UK human rights group, War on Want called on the British security
firm G4S, which provides services to the Israeli Prison Authority, to
end all dealings with the Israeli Prison Authority (IPA). G4S made the
news in October 2010 when security guards working for Heathrow Airport
killed Angolan Jimmy Mubenga aboard a British Airways flight while detaining
him for deportation. G4S signs are prominently displayed all around Meggido
jail.
Demanding that G4S "withdraws from contracts to supply Israeli prisons"
in the wake of reports of torture, War on Want campaigner Rafeef Ziadah
said: "G4S provides equipment and services to Israeli prisons where Palestinian
political prisoners, including child prisoners, are detained and tortured.
This British company is profiting from human rights abuses against the
Palestinian people. The terrible death of Arafat Jaradat highlights the
urgent need for G4S to ends its complicity in Israel's prison system."
“79 detainees have died in prison since the beginning of the Al-Aqsa
Intifada (in September 2000) due to torture, medical neglect, excessive
use of force by the soldiers and interrogators, in addition to several
detainees who were executed by the arresting officers,” Palestinian Researcher
Abdul-Nasser Farawna stated.
Hundreds of Palestinian political prisoners held a one-day hunger
strike in solidarity with Samer Issawi and fellow long-term strikers Ayman
Sharawna, Tarek Qa’adan and Jaafar Azzidine, reports Electronic Intifada.
Two of the striking prisoners were hospitalized Thursday, according to
a spokeswoman for the Israeli Prisons Service, reports the Washington
Post.
Israel's Jerusalem magistrate court has ruled to release Palestinian
hunger striker Samer Issawi on March 6, 2013. But Issawi's case will now
be transferred to a military court which may rule to extend his imprisonment
to his complete sentence of 20 years.

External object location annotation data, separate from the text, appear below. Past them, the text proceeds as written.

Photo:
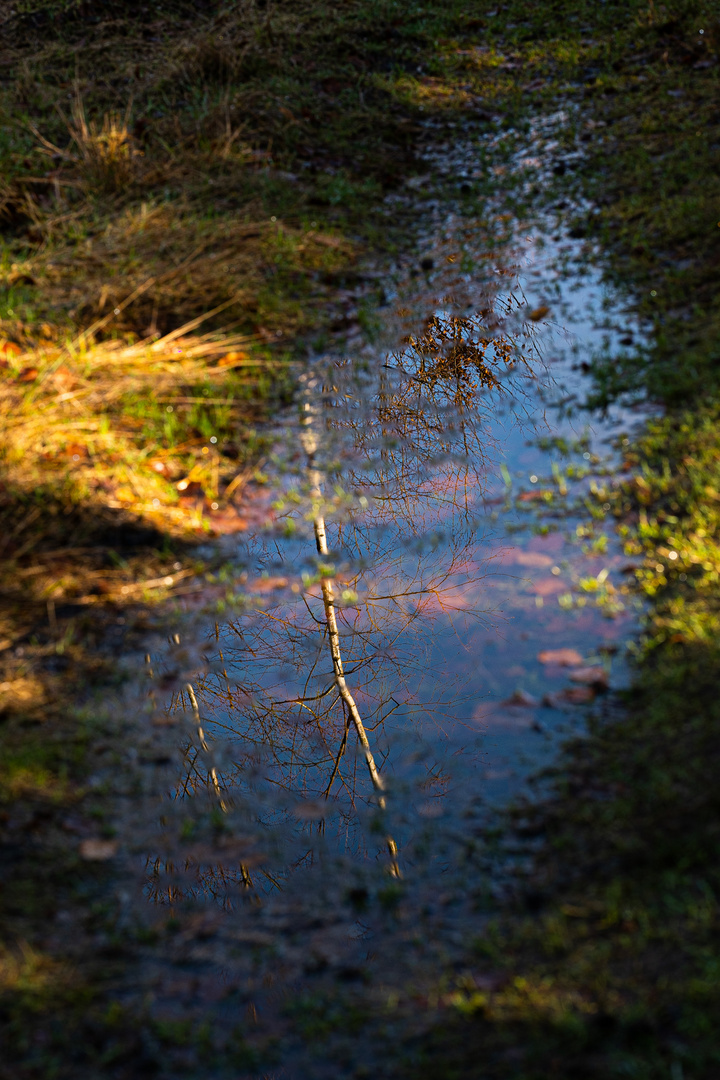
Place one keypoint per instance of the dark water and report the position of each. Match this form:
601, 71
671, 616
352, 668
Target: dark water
461, 548
456, 476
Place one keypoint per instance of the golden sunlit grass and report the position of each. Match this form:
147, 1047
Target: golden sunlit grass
127, 427
27, 971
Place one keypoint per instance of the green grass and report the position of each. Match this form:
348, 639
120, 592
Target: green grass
606, 966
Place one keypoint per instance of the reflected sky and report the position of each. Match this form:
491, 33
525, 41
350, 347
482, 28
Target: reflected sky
448, 463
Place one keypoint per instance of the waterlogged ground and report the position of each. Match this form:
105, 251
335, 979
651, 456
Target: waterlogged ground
433, 495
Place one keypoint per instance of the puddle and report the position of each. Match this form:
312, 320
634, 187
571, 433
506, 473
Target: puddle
431, 507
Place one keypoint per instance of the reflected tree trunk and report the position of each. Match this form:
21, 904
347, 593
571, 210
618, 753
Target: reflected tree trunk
310, 443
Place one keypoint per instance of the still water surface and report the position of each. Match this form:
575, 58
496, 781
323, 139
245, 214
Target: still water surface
464, 557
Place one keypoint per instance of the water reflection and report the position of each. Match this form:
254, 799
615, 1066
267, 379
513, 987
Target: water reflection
342, 710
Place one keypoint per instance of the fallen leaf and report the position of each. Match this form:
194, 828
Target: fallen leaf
98, 851
21, 279
190, 488
64, 379
232, 359
565, 658
595, 676
521, 699
76, 451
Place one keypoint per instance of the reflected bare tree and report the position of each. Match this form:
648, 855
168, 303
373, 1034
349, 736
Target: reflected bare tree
392, 456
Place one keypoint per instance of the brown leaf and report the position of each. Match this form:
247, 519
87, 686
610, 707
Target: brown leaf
571, 696
64, 379
232, 359
521, 699
565, 658
77, 451
190, 488
595, 676
98, 851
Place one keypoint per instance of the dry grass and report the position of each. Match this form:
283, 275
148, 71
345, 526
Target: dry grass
114, 426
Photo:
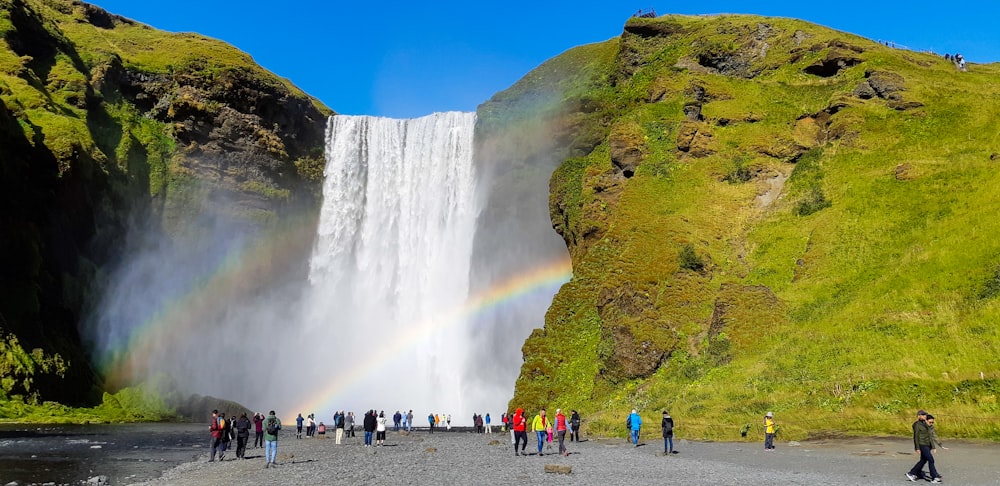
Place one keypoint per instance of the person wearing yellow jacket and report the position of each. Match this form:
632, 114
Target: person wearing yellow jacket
540, 425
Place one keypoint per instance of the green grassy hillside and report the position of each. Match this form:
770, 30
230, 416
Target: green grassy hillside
775, 217
107, 126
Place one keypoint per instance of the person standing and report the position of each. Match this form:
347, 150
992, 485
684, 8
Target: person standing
635, 425
561, 431
923, 444
258, 423
216, 429
272, 425
242, 435
540, 425
380, 428
369, 425
769, 430
518, 426
339, 423
667, 424
227, 434
349, 424
574, 422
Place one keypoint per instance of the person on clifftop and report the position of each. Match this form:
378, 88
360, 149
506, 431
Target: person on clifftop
769, 430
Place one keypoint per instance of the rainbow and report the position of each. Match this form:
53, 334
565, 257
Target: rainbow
124, 361
506, 292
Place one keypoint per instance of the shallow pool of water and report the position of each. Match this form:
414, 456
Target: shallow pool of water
125, 453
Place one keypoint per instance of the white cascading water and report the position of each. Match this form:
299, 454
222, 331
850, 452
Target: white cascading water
390, 269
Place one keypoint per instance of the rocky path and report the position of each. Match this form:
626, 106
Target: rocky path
462, 458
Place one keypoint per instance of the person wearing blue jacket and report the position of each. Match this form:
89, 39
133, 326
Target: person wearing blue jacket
635, 423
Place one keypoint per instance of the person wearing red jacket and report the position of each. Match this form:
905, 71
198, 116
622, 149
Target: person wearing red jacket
518, 425
561, 431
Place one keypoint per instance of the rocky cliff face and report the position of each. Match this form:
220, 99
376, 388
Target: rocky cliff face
759, 226
107, 125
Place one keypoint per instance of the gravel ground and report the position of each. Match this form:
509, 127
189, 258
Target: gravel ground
464, 458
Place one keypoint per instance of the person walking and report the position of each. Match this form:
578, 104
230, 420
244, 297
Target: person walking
215, 428
923, 444
667, 424
258, 424
242, 436
380, 428
339, 424
561, 426
272, 425
540, 425
769, 431
574, 422
634, 423
518, 424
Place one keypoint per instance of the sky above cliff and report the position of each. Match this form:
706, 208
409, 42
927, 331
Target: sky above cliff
408, 59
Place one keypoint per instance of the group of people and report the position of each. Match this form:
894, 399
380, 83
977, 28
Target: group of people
545, 430
225, 430
310, 426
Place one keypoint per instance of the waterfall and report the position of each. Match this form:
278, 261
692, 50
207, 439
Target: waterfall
390, 270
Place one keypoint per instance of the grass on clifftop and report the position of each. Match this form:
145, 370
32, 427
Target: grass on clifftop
858, 296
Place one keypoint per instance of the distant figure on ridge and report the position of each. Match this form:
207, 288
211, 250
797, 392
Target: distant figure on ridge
769, 430
634, 423
667, 424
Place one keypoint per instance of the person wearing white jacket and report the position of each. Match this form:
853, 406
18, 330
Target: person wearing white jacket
380, 429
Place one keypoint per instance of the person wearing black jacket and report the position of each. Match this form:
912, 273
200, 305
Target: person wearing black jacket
242, 435
370, 424
574, 422
667, 424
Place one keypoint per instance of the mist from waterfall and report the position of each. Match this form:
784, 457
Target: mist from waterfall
392, 259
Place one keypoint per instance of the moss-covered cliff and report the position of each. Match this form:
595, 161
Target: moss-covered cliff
106, 123
773, 216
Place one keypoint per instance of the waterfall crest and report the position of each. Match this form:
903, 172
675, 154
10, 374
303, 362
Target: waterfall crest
391, 263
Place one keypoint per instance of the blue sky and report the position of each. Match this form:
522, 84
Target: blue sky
408, 59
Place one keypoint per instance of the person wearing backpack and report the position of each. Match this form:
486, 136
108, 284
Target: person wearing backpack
271, 427
216, 429
667, 424
242, 435
227, 432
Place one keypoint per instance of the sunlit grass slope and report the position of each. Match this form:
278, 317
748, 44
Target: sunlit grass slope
844, 298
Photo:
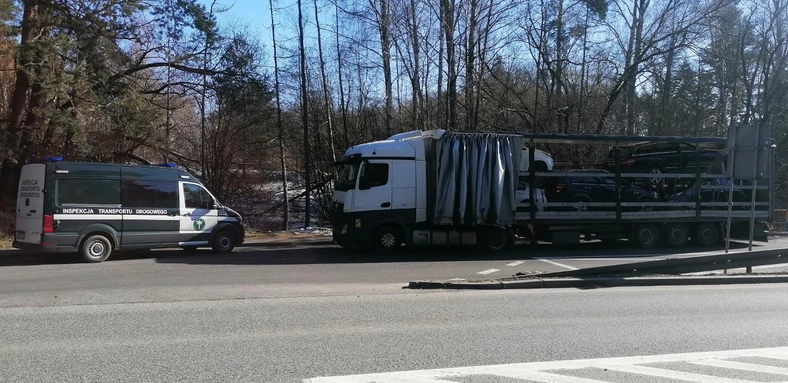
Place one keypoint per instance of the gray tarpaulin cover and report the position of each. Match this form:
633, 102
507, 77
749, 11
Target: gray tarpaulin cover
477, 178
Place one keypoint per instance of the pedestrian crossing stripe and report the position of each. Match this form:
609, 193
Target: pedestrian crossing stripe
555, 371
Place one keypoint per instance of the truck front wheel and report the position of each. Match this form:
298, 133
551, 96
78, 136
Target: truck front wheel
387, 238
496, 239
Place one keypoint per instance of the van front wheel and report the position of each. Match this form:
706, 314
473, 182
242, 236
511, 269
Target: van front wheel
96, 248
223, 242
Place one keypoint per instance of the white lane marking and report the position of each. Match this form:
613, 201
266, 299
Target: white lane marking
515, 263
671, 374
550, 371
556, 263
606, 257
742, 366
739, 269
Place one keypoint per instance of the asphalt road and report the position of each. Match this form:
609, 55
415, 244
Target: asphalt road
268, 314
297, 338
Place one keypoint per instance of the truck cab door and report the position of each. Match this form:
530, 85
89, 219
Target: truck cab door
374, 188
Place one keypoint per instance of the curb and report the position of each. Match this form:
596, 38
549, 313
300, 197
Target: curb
302, 242
537, 283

Activists have quoted Issawi's sister
as saying he is continuing his hunger strike in spite of the court ruling.
International Solidarity Movement reports that nine Palestinians
from Hebron, mostly family members of hunger-striking prisoners, are on
hunger strike to express support for, and raise awareness of, the plight
of Palestinian political prisoners:
“They began their strike last Saturday, and gained much media attention
thanks to their presence in a solidarity tent in Hebron in the midst of
Monday’s demonstration in support of prisoners.”

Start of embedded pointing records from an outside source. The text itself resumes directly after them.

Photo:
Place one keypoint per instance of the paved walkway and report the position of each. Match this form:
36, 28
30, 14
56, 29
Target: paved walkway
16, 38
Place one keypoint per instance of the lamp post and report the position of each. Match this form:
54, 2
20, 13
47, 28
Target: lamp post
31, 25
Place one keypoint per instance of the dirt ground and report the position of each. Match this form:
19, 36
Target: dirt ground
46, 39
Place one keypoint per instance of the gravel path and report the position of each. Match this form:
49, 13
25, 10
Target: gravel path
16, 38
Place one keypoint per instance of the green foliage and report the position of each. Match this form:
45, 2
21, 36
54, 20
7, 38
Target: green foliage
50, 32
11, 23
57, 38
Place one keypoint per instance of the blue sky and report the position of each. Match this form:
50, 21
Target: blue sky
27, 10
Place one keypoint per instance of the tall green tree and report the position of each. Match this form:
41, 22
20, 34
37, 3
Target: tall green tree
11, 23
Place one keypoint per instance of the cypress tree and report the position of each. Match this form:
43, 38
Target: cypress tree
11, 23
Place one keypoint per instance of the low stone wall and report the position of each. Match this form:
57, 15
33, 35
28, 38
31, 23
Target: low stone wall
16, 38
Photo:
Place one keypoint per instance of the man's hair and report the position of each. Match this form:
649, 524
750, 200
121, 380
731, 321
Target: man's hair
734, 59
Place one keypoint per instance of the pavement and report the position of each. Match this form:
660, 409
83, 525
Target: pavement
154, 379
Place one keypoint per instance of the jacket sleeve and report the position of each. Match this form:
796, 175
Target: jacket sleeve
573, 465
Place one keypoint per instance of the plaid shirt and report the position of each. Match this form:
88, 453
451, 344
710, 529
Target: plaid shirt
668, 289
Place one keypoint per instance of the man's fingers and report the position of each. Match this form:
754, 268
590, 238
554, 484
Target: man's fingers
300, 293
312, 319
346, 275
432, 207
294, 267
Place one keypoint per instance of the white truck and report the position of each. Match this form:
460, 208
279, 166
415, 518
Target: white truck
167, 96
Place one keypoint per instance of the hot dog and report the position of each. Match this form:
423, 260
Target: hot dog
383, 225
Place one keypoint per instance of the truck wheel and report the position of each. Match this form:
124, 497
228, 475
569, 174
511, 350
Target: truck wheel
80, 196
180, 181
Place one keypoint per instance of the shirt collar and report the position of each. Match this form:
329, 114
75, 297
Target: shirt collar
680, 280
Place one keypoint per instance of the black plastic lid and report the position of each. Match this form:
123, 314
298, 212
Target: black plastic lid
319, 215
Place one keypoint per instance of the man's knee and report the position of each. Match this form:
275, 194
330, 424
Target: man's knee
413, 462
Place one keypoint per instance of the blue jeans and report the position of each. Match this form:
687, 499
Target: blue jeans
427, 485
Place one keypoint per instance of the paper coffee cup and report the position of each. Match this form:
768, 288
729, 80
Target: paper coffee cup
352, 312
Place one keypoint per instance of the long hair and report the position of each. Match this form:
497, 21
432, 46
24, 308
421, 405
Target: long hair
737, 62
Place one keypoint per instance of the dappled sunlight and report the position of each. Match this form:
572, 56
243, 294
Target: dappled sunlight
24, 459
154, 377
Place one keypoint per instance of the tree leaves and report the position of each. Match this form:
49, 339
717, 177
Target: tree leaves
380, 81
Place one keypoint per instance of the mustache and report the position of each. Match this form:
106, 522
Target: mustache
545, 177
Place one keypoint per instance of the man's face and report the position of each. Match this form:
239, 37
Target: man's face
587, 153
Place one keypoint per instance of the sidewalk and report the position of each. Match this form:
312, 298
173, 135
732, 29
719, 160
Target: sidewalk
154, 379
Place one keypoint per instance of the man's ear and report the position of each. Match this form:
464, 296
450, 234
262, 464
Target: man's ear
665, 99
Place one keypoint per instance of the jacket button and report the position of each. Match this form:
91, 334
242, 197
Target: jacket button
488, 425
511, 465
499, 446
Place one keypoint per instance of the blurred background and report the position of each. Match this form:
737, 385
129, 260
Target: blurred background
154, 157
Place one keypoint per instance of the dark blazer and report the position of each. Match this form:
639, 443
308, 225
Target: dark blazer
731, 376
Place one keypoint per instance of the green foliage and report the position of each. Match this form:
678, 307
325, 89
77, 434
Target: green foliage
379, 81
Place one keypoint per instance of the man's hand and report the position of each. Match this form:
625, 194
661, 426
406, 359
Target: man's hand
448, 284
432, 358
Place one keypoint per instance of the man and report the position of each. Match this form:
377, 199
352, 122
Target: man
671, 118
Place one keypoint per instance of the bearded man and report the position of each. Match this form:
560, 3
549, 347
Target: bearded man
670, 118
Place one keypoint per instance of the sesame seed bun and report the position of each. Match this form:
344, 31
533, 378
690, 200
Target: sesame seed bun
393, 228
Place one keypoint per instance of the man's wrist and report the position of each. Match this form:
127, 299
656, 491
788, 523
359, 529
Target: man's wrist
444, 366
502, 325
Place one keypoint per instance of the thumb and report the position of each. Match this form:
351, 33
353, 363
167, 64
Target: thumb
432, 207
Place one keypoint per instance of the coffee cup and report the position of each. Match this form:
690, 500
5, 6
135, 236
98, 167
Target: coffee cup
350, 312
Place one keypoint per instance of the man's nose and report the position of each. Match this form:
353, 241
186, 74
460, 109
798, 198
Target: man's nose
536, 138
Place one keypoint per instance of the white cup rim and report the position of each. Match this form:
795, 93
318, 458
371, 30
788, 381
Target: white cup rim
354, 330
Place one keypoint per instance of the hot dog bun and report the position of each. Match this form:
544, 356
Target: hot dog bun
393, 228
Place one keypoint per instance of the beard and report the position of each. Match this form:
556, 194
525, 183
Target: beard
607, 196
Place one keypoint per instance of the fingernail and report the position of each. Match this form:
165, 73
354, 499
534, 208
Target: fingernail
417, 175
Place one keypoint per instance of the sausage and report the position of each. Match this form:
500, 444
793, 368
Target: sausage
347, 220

Teacher Nahil Abu Aisha from Hebron explained, “The whole world
needs to know what’s going on here.”
Meanwhile, the lawyer for Dirar Abu Sisi, the technical director
at Gaza’s sole electricity plant, who was kidnapped in Ukraine in 2011
and is currently held in solitary confinement in Israel, is “losing his
ability to recall language and has speech impairments, a lawyer who visited
him in jail said Sunday,” Ma’an reported.

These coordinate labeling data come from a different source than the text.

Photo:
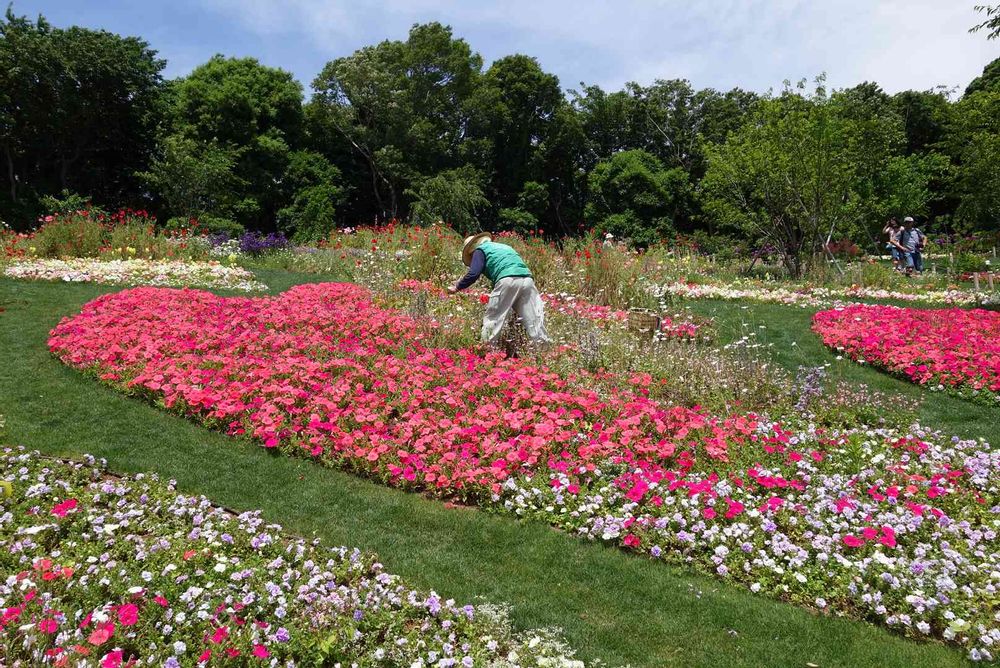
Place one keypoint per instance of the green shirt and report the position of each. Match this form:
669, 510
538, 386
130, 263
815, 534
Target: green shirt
502, 261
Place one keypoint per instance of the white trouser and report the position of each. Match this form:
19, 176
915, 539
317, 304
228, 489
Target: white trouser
520, 294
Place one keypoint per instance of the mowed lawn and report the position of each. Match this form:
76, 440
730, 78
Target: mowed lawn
613, 606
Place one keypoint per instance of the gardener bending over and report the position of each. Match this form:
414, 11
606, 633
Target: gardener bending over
513, 287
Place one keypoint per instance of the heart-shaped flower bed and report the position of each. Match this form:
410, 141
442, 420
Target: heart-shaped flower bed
322, 370
953, 349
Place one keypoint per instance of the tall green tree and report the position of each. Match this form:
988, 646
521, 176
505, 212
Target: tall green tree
401, 107
975, 142
454, 196
78, 112
808, 167
511, 115
634, 197
253, 114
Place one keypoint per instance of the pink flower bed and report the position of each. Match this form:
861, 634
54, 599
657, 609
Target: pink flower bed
324, 371
571, 305
952, 348
897, 526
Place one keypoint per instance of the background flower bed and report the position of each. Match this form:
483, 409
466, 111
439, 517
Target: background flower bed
110, 572
174, 273
952, 349
892, 526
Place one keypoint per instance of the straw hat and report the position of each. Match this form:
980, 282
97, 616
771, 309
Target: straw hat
471, 243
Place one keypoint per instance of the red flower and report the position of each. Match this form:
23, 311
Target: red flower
220, 634
101, 634
112, 659
851, 540
61, 509
128, 614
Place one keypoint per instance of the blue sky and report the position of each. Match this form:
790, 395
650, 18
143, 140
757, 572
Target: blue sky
754, 44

Abu Sisi was the only prisoner excluded from a May 2012 deal with
Israeli authorities to end solitary confinement, according to prisoners
rights group Addameer. The deal, which included several terms to improve
prisoners conditions, was made to end an earlier mass hunger strike campaign
launched by Palestinian prisoners.
The worsening condition of the prisoners has brought expressions
of concern this week from UN Secretary General Ban Ki-moon and the European
Union. US president Barack Obama is due to visit Israel and the West Bank
next month, largely as a result of European pressure.